George stood over the body and reloaded the pistol. It seemed likely that he would need it again before the night was through. He went into the stable, pushed the stable doors open wide, and opened all of the stall doors as well. If the stables did catch fire, the horses would be able to get out.

He found Marlowe’s horse, mounted it, and rode toward the fields. He paused to look down Ripley’s body one last time. He still felt nothing. He touched the horse’s flanks with his heels and headed off in the wake of the pirate horde.

It was easy enough to follow them. The trail was blazed with burning buildings and markers in the form of discarded bottles and loot dropped or tossed aside along the road that ran beside the river. The mill was all but gone, as was the Page house and the Nelson house.
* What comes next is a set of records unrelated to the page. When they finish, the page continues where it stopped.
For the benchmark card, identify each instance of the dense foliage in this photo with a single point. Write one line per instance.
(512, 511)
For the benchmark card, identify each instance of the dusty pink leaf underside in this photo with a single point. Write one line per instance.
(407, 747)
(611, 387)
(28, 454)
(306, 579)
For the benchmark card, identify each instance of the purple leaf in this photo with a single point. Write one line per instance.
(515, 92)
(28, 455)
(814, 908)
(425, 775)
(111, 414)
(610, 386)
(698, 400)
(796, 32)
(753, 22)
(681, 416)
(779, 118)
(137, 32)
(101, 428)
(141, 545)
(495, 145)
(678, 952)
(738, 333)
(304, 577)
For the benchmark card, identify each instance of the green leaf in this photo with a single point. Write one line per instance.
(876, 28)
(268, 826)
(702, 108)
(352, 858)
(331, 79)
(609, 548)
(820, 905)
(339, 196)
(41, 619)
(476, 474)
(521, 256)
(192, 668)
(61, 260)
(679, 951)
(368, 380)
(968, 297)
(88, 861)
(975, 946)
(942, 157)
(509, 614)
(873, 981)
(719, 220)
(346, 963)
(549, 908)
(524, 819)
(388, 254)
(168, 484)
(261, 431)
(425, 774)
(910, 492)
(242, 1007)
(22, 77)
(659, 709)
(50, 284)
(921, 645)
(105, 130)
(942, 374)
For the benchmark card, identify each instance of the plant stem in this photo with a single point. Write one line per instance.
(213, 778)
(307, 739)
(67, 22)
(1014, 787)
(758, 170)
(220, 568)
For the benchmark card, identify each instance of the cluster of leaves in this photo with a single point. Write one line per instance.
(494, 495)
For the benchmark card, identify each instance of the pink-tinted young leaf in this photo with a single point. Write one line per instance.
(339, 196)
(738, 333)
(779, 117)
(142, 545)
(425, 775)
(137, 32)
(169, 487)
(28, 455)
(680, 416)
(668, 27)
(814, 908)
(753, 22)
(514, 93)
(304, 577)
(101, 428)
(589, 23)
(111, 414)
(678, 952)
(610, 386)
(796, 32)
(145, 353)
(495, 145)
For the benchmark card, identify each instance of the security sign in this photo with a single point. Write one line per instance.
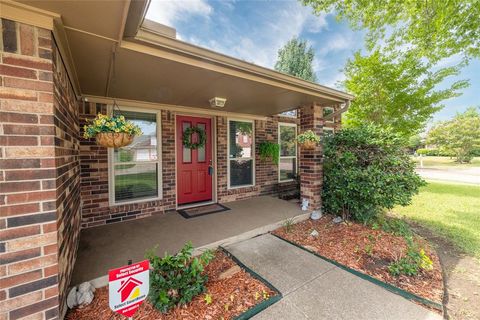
(127, 287)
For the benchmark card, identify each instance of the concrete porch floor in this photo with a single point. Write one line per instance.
(111, 246)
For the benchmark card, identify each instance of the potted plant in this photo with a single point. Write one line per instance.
(111, 132)
(308, 139)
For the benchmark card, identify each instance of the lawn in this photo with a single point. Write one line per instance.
(445, 162)
(451, 210)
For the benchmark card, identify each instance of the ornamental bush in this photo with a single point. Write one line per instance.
(176, 279)
(366, 170)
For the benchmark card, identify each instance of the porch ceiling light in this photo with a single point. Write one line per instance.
(217, 102)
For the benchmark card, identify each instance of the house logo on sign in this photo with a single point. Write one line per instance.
(128, 287)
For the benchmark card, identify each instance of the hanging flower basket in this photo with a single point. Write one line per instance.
(308, 145)
(111, 132)
(113, 139)
(308, 139)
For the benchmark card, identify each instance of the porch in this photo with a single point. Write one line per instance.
(106, 247)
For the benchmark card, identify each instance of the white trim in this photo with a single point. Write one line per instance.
(213, 128)
(287, 124)
(174, 108)
(159, 161)
(252, 157)
(323, 114)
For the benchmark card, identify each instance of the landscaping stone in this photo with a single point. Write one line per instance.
(81, 296)
(337, 220)
(229, 273)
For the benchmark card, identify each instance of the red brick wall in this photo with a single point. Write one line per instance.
(29, 264)
(94, 176)
(311, 166)
(67, 165)
(94, 171)
(39, 181)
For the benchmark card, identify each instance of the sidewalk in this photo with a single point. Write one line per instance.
(315, 289)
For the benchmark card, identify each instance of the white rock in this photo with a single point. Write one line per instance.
(72, 298)
(86, 286)
(84, 298)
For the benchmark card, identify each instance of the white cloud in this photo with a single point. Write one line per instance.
(171, 12)
(276, 28)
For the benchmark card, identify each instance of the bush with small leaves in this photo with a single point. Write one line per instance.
(176, 279)
(366, 170)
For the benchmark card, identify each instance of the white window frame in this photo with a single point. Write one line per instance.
(333, 110)
(111, 163)
(252, 155)
(287, 124)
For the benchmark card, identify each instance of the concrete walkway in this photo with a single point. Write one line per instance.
(315, 289)
(111, 246)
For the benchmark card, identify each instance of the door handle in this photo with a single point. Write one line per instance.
(210, 168)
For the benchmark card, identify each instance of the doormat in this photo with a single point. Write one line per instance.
(202, 211)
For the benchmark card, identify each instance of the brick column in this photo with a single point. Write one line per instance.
(39, 175)
(311, 160)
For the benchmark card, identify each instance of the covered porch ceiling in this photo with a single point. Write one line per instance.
(115, 54)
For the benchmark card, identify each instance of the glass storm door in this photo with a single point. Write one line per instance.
(194, 178)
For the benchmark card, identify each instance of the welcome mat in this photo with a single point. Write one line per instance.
(202, 211)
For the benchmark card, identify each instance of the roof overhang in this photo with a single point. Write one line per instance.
(115, 53)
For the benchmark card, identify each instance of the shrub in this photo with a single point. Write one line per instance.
(366, 170)
(176, 279)
(411, 263)
(434, 152)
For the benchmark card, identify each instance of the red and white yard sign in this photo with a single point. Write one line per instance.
(127, 287)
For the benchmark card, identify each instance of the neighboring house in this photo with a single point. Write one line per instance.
(62, 62)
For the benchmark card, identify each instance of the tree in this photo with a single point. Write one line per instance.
(396, 90)
(460, 136)
(366, 170)
(434, 28)
(296, 59)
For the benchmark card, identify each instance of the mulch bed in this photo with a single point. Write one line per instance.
(230, 298)
(348, 244)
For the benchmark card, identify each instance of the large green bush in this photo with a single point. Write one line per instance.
(176, 279)
(366, 170)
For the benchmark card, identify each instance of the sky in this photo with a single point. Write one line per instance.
(254, 31)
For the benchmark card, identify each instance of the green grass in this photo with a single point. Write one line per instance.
(445, 162)
(451, 210)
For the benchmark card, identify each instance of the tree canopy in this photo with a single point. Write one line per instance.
(459, 136)
(296, 59)
(396, 90)
(434, 28)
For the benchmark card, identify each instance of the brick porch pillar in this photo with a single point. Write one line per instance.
(311, 177)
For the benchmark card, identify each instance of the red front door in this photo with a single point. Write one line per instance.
(194, 179)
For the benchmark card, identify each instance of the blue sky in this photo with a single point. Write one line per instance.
(255, 30)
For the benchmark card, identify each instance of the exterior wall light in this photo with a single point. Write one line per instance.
(217, 102)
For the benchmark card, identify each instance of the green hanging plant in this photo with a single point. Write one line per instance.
(269, 150)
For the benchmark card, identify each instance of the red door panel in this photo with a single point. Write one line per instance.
(194, 183)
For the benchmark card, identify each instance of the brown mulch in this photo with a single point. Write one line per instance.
(369, 251)
(230, 298)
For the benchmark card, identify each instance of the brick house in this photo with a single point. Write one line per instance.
(62, 63)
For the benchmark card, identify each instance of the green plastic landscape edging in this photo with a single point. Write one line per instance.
(262, 305)
(389, 287)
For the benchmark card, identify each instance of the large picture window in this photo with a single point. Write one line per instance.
(136, 168)
(241, 153)
(287, 134)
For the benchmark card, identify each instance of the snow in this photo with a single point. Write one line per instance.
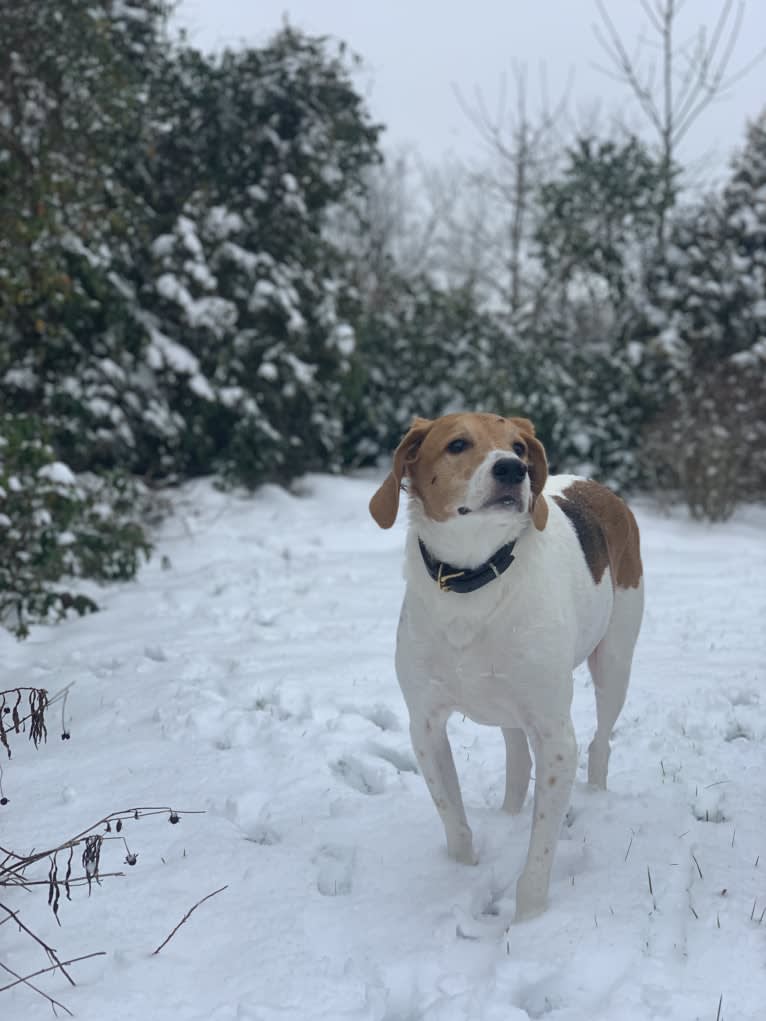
(248, 672)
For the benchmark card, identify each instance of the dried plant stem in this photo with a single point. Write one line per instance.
(53, 967)
(48, 950)
(186, 916)
(54, 1003)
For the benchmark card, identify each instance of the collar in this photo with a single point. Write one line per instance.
(451, 579)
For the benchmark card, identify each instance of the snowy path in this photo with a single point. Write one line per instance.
(252, 677)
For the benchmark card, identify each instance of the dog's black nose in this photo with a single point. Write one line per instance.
(509, 470)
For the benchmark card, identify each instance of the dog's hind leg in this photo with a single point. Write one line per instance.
(610, 667)
(437, 766)
(518, 769)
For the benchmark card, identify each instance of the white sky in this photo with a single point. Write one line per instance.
(417, 52)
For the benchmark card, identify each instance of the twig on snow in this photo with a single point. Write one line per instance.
(53, 1003)
(53, 967)
(186, 916)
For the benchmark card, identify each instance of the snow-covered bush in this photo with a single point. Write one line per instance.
(710, 318)
(55, 527)
(244, 289)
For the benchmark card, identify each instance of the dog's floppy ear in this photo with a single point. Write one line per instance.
(385, 503)
(537, 467)
(525, 425)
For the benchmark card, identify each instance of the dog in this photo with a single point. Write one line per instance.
(514, 578)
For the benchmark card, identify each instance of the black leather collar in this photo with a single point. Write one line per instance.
(451, 579)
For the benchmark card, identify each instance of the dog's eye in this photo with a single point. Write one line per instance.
(458, 446)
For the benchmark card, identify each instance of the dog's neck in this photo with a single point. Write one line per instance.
(466, 541)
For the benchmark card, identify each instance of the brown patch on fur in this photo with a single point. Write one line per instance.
(384, 504)
(607, 532)
(422, 457)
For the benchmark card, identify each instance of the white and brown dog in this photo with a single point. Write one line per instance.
(513, 579)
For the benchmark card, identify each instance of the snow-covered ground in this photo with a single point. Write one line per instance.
(249, 673)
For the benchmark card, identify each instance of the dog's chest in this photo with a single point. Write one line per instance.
(484, 669)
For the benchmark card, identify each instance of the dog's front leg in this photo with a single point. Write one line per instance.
(431, 745)
(555, 762)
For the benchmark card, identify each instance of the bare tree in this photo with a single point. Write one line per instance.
(521, 147)
(691, 74)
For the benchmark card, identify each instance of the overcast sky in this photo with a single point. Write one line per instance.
(418, 52)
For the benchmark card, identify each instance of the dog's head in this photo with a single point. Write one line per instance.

The fires were burning down at last, the flames having sucked all of the life they could from the wood and plaster and cloth until there was no more left to consume.

The Finch house was nearly dark, with only an orange ember here or there, a punctuation of light in that dark, charred heap. There was nothing left to indicate that the huge, smoldering fire pit on top of the small rise had once been a house.

George could smell the now familiar odor of a burnt house, could hear the crackling of the burning timber, but here the crickets were chirping again, and he could smell the woods and the mud near the river as well. Things were already returning to their natural state.

He paused and looked at the remains of the Finch home. He thought of all the times he had danced in those rooms, or played piquet or whist, or sat down to dinner with his neighbors. What would they do now? What would any of them do?

He pulled the head of his horse around and rode off toward the water. He had no plan, did not even know why he had followed the pirates. It seemed a long time since he had had a rational thought; the night had been made up of feelings, instincts, impressions, pushing him along through no conscious decision of his own.

He came at last to the edge of the water. He could see where the pirates had come ashore, the mud and plants trampled by the many, many feet, the long grooves cut in the bank where the boats had been pulled up.

The James River was nearly a mile wide at that point. George could just make out the masts of the ships-it seemed

there were more than one-against the night sky, but their hulls were lost in the darkness.

For a long time he just sat, staring at the dark, skeletal masts with the same morbid disinterest with which he had looked at Ripley’s dead body, the round hole in his forehead. Anyone who heard the tale of his going to plead with Marlowe would think it an act of altruistic humility, but that was not all of it. His family had nothing now, nothing but their good name, and if LeRois lived to tell of his father’s entanglements with the pirates, then that too would be gone. He needed LeRois destroyed, and he hoped and prayed Marlowe could do it.

His eyes moved over to a clump of bushes on the bank twenty feet away. Behind the bushes he knew he would find a canoe. The Finches had kept one there for years, to use for fishing or other recreation. He looked out at the pirates again, then back toward the canoe. Was there anything he could do to hurry the pirates’ destruction along?

The instinct that had been driving him that night forced him to ride down to the bushes, to dismount, to see that the boat was still there and the paddles still lying on the thwarts. He looked out toward the pirate ships. He had no idea of what he might do.

He felt a spark of fear and panic flash through him, but there was something delicious about it, something thrilling and redemptive. He had no thought of dying, because he no longer had any thought of living. He was ruined, he was humiliated, he was a part of the clan that had unleashed the terror on the colony. He was as much a burnt-out shell as his family’s home.

He pushed the canoe into the water, just as he and the Finch boys had done so many times in the past. He climbed in, carefully, and found his balance, then dipped the paddle into the river and started for the other side.